We started with setting up the two big Scott's tents. next were the little mountain tents, and then a wind wall to protect them. at the time we built the wall, wind was actually perpendicular to the wall, but the guide told us most bad storms come out of the south-southeast.. i think when we woke up in the morning this was true. i didn't have any problems with the wind trying to take my tent away at least. :)
we dug out a bit for the kitchen area, as kind of a counter and a row of seating. kept 2-3 pots of snow heating. 1 was for the boiling out water to make hot chocolate and dinners. dinner was a dehydrated bag of terakyi chicken.. just had 2 cups boiling water, wait 10min, and enjoy. mmhmm. i ate mine at the top of my dig-out shelter. it had no taste i think, but that's ok :)
Many in my group dug their own shelters. A LOT actually. 4-5 tents only had 1 person in them, including one of the big Scott tent's that sleeps 4! that must of been nice. I dug at mine for like 3 hours and threw a sled on top and said, "F- that, was fun to build but I'm not that crazy" and put my sleeping bag into the tent. I had the tent to myself anyway. I think that's only reason I started to dig, kinda didn't wanna share my sleeping area. I dunno how I'd have made it with a roommate in that lil tent. Getting out of things and into sleeping bags was not very simple with cold hands.
During the night I may have passed out for a bit, but was pretty steady up until 2am. It was still light out. I had my neck garder over my face to keep the light out, but all the shoveling kept me kinda active I guess. So after 30min of pondering, I decided I'd get out my bag, throw on my frozen boots, and go pee. I ran back to help generate heat, because the sleeping bag ain't gonna keep warm what wasn't warm before, right? Much more comfortable after that. Found out I had the bag on all jacked up and sideways, I moved my big red jacket to better serve as a pillow, figured out the drawstring to keep the gap around my neck smaller... So getting up to pee was a fantastic idea. :) I still had to sleep on my back, which I hate and its still aching now after 2 warm showers.
Tearing down camp was hard. My goggles and glasses froze, so I kept my glasses off. We used deadman tiedowns for the tents, where you bury a stick horizontal in the snow and tie off to that, so there were lots of holes in the morning to trip in from those being dug up. heh. Conditions were pretty bad. Usually there is a white-out drill where we put buckets over our heads and try to find someone... We got to skip this exercise since we basically done it already. :)

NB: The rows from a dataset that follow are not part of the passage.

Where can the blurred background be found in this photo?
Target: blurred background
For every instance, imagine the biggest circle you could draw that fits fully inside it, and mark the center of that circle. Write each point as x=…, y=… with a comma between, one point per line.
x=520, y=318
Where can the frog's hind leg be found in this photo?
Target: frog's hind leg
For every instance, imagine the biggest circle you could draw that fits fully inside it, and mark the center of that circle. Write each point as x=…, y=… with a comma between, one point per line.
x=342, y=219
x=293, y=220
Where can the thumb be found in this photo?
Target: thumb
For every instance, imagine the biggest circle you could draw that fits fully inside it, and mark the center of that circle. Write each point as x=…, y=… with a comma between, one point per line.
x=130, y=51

After that, we didn't come right back home -- that's the worse part. hah, knowing it's over, but staying outside in a hut which had a burner going, but wasn't heated like a building would be. Best part was being out of the wind tho. In there we did the debrief, talked about our shelter and hardships, and then learned about radios.
We didn't setup an HF radio, due to conditions, but the guides had one setup from the previous day and we checked it out. Called Mac Ops and asked if South Pole station was operating. They said they operate starting at 7am and we can reach them at 7.995MHz. We tuned in, called out, and nothing. I said try speaking loudly, and we got 'em!! I was impressed with it, since the antenna was low and who knows which direction it was pointed. The operators knew each other, the one on my end was going to the south pole. She was tickled pink. That was prob my favorite part, cos I love me some radios. 800 miles on just a few watts and a wire. love it.
anyway. I slept through dinner last night, and breakfast this morning, and I am going to lunch now.